In William Q. Judge's Letters That Have Helped Me, we find the same point of view expressed, as when Judge remarks that "the inner eye, the power of seeing, looks deeper into the source of a man's knowledge and takes it at its true value." Another perspective is suggested by Judge in Letter VII, where he points out that "we must some day be able to stand any shock, and to get ready for that time we must be triumphant now over some smaller things. Among others is the very position you and I are now in; that is, standing our ground and feeling ourselves so much and so awfully alone."
Thomas Paine was undoubtedly a radical in the theosophic sense, his whole outlook standing revealed in the classic sentence: "We must go back and think as if we were the first men who ever thought," and, to this might be added, go back to the roots of every question -- moral, political, economic, religious, or ethical.

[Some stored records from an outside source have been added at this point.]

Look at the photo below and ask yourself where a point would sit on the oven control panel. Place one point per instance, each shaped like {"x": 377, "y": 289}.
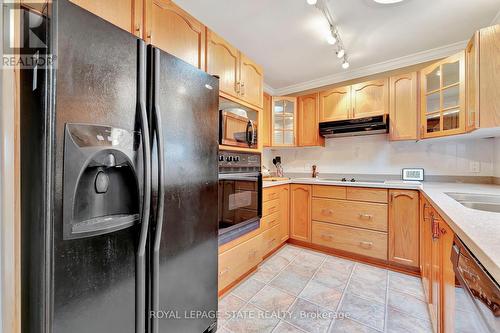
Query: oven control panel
{"x": 239, "y": 160}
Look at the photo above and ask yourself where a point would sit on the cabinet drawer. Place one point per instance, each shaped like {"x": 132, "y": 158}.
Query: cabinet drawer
{"x": 270, "y": 239}
{"x": 328, "y": 191}
{"x": 351, "y": 213}
{"x": 270, "y": 193}
{"x": 365, "y": 242}
{"x": 367, "y": 194}
{"x": 269, "y": 221}
{"x": 240, "y": 259}
{"x": 270, "y": 207}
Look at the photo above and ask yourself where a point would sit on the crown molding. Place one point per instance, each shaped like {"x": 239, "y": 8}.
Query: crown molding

The tools for the radical must be the tools of philosophy, for the philosopher, by definition, is one who is on an open-hearted quest for truth, forsaking any easy ready-made solution or tempting beliefs. H. P. Blavatsky's criticism of political "radicalism," as when she speaks of Theosophy being "hostile to the insane dreams of socialism and communism," is clearly based upon the fact that partisan politicos are never radical enough -- that is, their presumed return to the "root" of societal and economic disequilibrium soon branches off into a violent factionalism, thus embracing, psychologically, many of the ingredients that hold a corrupt status quo society together. The true radical finds, as did Dwight Macdonald, that "the root is man." While Marx stated the same thesis when he said that "to be radical is to grasp the matter by its root; now the root for mankind is man himself," what Marx actually meant, as revealed by the context of his Das Kapital, is that the "root" for probing the problems of society is economic man -- not man as individual truth-seeker, man as philosopher, man as mystic.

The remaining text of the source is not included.